Discussion in 'Rants, Musings and Ideas' started by necrodude, Aug 19, 2009.

  1. necrodude

    necrodude Well-Known Member

    its time.

    i am a coward. AND IM SICK OF IT!!!

    im tired of being a slave to the safeguards my twisted mind has created to keep me safe.

    why be sad, when you can be angry at yourself for feeling that way?

    why weep tears, when you can shed blood and keep it all in?

    well i cant. everytime i fail, everytime i fall short or mess up, its the same story. i cut. i shouldnt have to. i want to just let it all out. but my mind says "NO!!! its too dangerous. youll be vunerable." IM VUNERABLE NOW!!! the things others may do to me is nothing to the horrors i make myself endure. "other people will betray you." im my own betrayer! i cant let other people hurt me because im too busy torturing myself!!!

    im trapped. i have the key to my freedom right here. but i cant use it. oh no. its to dangerous.

    i can say this, and its true. but i cant take action. not yet. im still to weak to face the outburst id release. the tears. the screams. its too much. but i will one day. i know i can. its just... its not safe for me too. not yet.

    but thanks to all of you, im getting closer. nobody near me understands. they couldnt help. but you, you do. you have.

    one day ill be able to set myself free from my dungeon. and hopefully you will be set free from yours.

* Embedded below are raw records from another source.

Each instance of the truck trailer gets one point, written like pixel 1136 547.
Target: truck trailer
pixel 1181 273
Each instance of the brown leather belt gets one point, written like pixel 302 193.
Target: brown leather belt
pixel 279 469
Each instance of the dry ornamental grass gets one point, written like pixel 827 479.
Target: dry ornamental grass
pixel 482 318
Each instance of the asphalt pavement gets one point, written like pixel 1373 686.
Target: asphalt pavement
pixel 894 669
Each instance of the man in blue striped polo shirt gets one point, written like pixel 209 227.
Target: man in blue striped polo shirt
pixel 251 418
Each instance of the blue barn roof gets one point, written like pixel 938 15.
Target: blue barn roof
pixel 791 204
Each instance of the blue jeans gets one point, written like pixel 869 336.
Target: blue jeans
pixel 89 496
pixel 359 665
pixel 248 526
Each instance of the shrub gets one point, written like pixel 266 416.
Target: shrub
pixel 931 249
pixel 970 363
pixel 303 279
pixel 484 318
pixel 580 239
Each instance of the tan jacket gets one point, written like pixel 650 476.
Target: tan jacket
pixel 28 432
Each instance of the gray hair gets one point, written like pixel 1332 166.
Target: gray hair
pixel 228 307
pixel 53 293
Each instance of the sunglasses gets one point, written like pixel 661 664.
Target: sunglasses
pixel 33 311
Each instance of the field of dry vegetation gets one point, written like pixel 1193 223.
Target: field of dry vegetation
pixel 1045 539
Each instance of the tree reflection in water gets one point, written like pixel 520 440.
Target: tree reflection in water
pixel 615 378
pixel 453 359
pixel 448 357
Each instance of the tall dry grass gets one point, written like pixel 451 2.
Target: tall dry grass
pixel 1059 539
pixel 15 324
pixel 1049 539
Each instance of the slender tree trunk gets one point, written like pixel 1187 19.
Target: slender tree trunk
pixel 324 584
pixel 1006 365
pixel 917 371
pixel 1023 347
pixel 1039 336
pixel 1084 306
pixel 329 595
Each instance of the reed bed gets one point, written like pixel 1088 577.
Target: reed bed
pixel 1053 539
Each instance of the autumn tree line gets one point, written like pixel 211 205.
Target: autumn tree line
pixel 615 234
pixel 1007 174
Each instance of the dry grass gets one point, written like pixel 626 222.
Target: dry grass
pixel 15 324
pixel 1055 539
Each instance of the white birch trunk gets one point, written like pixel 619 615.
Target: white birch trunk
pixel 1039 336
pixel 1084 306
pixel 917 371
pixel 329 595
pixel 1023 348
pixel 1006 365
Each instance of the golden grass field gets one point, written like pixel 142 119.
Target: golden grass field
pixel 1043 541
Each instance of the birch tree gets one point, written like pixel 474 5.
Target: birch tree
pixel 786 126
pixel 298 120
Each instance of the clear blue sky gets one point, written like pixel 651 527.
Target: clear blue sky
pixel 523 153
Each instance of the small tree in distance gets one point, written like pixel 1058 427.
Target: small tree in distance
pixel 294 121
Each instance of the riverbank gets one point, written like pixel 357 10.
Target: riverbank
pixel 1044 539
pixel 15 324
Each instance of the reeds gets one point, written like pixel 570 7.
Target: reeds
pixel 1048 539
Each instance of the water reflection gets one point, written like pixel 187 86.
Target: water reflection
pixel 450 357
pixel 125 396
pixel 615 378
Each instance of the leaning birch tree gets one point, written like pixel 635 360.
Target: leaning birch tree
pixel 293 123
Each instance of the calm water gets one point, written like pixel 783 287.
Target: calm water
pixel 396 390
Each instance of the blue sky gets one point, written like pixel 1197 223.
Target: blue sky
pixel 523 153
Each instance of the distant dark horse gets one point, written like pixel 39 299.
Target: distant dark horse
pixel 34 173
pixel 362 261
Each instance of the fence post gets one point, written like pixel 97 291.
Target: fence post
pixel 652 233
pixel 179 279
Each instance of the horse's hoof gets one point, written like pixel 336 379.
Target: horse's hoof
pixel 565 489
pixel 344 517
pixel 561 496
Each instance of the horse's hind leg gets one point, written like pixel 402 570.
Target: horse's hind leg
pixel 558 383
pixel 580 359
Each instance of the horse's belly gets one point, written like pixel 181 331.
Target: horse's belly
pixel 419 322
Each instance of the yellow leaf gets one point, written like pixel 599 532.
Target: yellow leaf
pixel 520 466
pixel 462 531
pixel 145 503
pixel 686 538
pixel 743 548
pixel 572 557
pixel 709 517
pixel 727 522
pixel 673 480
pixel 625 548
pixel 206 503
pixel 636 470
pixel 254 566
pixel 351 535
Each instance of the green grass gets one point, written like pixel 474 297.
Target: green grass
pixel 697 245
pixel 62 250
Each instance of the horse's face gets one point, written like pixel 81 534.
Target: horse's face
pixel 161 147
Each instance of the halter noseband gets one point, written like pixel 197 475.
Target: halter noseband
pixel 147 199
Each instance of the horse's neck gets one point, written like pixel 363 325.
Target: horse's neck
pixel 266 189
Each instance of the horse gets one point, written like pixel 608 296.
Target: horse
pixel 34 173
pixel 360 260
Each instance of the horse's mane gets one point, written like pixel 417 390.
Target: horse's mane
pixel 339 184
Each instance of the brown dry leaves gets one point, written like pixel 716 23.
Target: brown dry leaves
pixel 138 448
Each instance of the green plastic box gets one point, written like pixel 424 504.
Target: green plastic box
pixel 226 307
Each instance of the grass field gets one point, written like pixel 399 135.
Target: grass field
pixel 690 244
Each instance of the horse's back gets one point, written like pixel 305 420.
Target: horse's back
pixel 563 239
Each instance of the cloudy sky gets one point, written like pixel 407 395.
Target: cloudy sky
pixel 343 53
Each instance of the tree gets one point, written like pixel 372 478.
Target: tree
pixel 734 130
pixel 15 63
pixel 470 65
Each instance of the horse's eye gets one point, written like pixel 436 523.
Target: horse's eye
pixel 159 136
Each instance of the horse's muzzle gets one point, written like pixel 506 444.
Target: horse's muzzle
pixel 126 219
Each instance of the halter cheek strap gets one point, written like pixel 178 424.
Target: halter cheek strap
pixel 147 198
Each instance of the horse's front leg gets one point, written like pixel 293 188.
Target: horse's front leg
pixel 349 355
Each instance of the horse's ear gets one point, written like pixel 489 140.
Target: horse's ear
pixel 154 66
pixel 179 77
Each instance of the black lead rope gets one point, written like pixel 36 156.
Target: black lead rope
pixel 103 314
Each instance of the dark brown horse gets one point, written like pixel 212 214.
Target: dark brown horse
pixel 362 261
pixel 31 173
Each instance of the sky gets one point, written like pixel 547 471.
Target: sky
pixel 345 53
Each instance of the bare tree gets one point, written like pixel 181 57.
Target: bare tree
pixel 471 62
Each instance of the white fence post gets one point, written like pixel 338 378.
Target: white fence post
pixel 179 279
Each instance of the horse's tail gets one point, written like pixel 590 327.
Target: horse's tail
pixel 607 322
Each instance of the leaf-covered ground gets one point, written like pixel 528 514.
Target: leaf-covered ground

    this is gonna be my first real step to recovery. but im not alone. we are all on the same path.
     
  2. total eclipse

    total eclipse SF Friend Staff Alumni

    Stay strong okay like you say we will get out of the darkness withthe support of others here. Scream it out cry it out do anything but let the pain go and start healing okay trust someone anyone as it only takes one person to start that healing process. You can do this okay be a fighter a survivor.
     
  3. necrodude

    necrodude Well-Known Member

    thats what i mean... unfortunately i have to do it alone. which makes it harder. there can be no turning back, and i just dont think i can do it by myself. :(
     
  4. total eclipse

    total eclipse SF Friend Staff Alumni

    But you are not alone you have me and the forum the people here care. I don't know what i would have done if i did not find this place after being banned from other forum.. We support each other right so stick here with us until you get stronger okay
     
  5. necrodude

    necrodude Well-Known Member

    its not that... i know i have you guys... its that i cant always get online. and i have a lot of stuff to face up to. im just worried that, if it gets too much... i wont be able to ask for help. nobody would notice.
     
  6. Zurkhardo

    Zurkhardo Well-Known Member

    That's the thing man: IF it gets too much. Don't worry about the battles of the future. Focus on those of today. Look how far you've come along? Look how many days, maybe even years, you've remained alive by your will alone. Only you have to power to make or end your life and you've so far exercised it greatly.

    I've got faith in you. I'm sure that if that time comes, you would have mustered the will to get through it without needing to ask for help.
     
  7. necrodude

    necrodude Well-Known Member

    i apreciate the confidence vote. and i cant reply negative towards it... it would only be cowardice.

    but im scared. it wasnt my choice to live this long. it was bad luck.
     
  8. Zurkhardo

    Zurkhardo Well-Known Member

    Why bad luck man? Surely something must be keeping you going, besides 'cowardice'? The fact that you face your suffering everday and continue to live is evidence of bravery to me.
     
  9. necrodude

    necrodude Well-Known Member

    something always stops it from killing me, and im afraid to say its destiny.